The ‘Carve Out’ Narrative Is Bunk
That truism has been lost on some journalists, pundits, and politicians. Some rushed to spread the misinformation that the court’s opinion created a “carve out” for the service academies and exempted those institutions from constitutional requirements.
It is well-settled that the Constitution protects soldiers and civilians. The real question is how it applies and how legitimate military concerns influence the precise application of the Constitution in the military setting. That question was not presented, developed, or decided by the Court in SFFA v. Harvard and UNC.
Footnote four of the court’s opinion merely recognized this principle and stated that without a fully developed record examining military-specific interests, the court will not address — much less uphold, affirm, reject, or condemn — whatever policies the service academies use in their admissions process. As the chief justice clearly stated, “This opinion … does not address … [the service academies’ admissions policies.]” Declining to address an issue because it was not part of the underlying litigation is not affirming, exempting, carving out, or otherwise approving of a particular practice.
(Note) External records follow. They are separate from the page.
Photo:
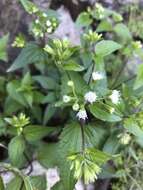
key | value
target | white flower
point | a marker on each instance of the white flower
(82, 114)
(90, 97)
(115, 96)
(66, 98)
(48, 23)
(70, 83)
(97, 76)
(75, 107)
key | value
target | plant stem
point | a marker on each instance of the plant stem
(83, 147)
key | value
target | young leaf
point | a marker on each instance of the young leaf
(29, 6)
(73, 66)
(139, 79)
(49, 113)
(83, 20)
(1, 184)
(14, 94)
(123, 32)
(16, 149)
(101, 112)
(14, 184)
(46, 82)
(39, 182)
(104, 26)
(3, 48)
(36, 132)
(106, 47)
(27, 183)
(32, 53)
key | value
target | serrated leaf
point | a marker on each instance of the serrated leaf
(106, 47)
(16, 149)
(101, 112)
(50, 155)
(73, 66)
(3, 47)
(36, 132)
(32, 53)
(139, 78)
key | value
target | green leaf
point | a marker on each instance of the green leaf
(3, 47)
(123, 32)
(50, 155)
(1, 184)
(100, 86)
(83, 20)
(28, 6)
(72, 66)
(106, 47)
(101, 112)
(132, 127)
(39, 182)
(27, 183)
(49, 113)
(16, 149)
(104, 26)
(46, 82)
(92, 137)
(14, 94)
(32, 53)
(139, 78)
(36, 132)
(112, 144)
(14, 184)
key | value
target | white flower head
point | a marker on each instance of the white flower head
(82, 114)
(97, 76)
(66, 99)
(90, 97)
(115, 96)
(44, 15)
(75, 107)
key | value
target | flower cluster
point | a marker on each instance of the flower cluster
(19, 41)
(43, 25)
(115, 96)
(91, 36)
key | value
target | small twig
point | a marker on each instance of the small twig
(119, 73)
(30, 164)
Sotomayor knows this. So do legal commentators who have even a passing familiarity with federal litigation. Whether the current practices of the service academies will survive an equal protection challenge after SFFA v. Harvard and UNC will have to await a properly framed lawsuit brought by a plaintiff with standing. Spreading false notions that the court has “carved out” or exempted the service academies from the constraints of the Constitution or ruled that the service academies can use racial preferences in admissions is irresponsible, misleading, and furthers a political narrative instead of demonstrating legal reasoning.
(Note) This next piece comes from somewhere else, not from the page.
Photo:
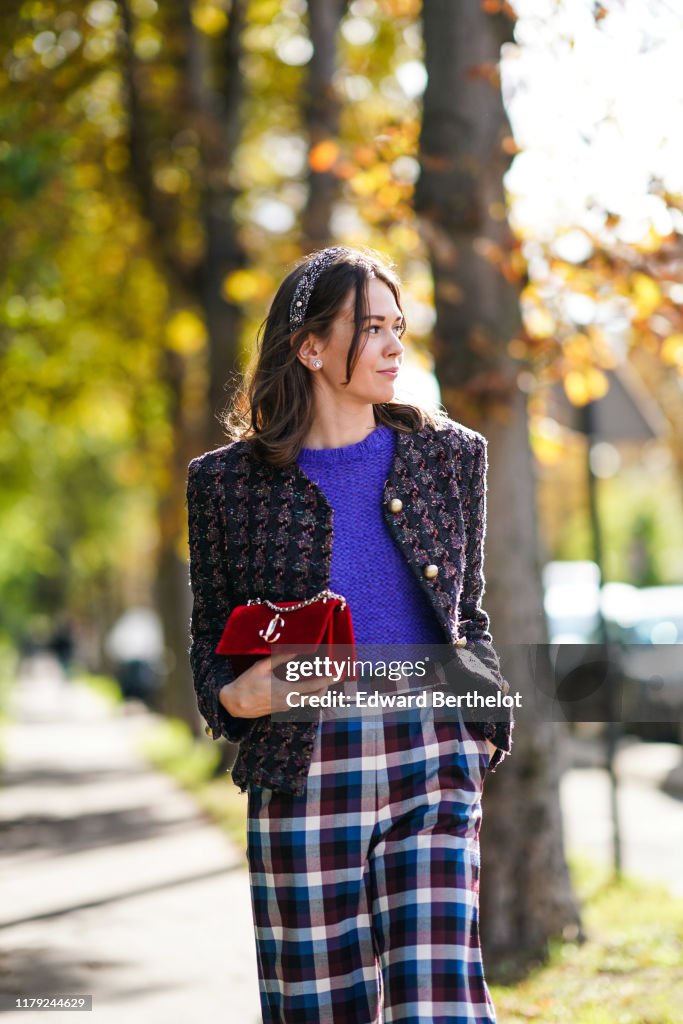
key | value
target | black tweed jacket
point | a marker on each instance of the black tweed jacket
(259, 530)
When taken in context, the court signaled that race-based admissions policies at the service academies will face an uphill battle should they ever be challenged in litigation. The court struck down the use of racial preferences in civilian colleges hosting ROTC programs, the largest source of commissioned officers, without even a passing comment on the solicitor general’s national security argument. If the court thought the national security argument had some purchase, one would think the court would have at least addressed it before disapproving of race-based admissions practices at institutions that produce the most military officers.
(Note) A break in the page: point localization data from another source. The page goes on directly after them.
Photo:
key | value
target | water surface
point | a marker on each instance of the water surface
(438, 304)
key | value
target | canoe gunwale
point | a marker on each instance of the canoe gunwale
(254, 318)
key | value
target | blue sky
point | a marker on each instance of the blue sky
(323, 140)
In this regard, the service academies are in a position similar to every other college and university that was not a party to the case. They all must evaluate their own admissions practices to bring them in line with the court’s equal protection analysis.
Congress Should Address the Issue
The final judicial resolution of how equal protection principles apply to the service academies’ admissions practices is years away. Congress, however, has the authority and responsibility to address the issue immediately. Legislation forbidding the use of racial preferences and requiring admissions and other personnel decisions to be made based on merit instead of skin color will remove the uncertainties and delays that are inherent in judicial resolution.
Equally important, it will clearly refute the false narrative that the court “carved out” an exception to the Constitution that allows consideration of skin color when selecting people to face the dangers of combat and to lead others in that deadly endeavor but disallows it when choosing those who get to attend elite colleges and universities.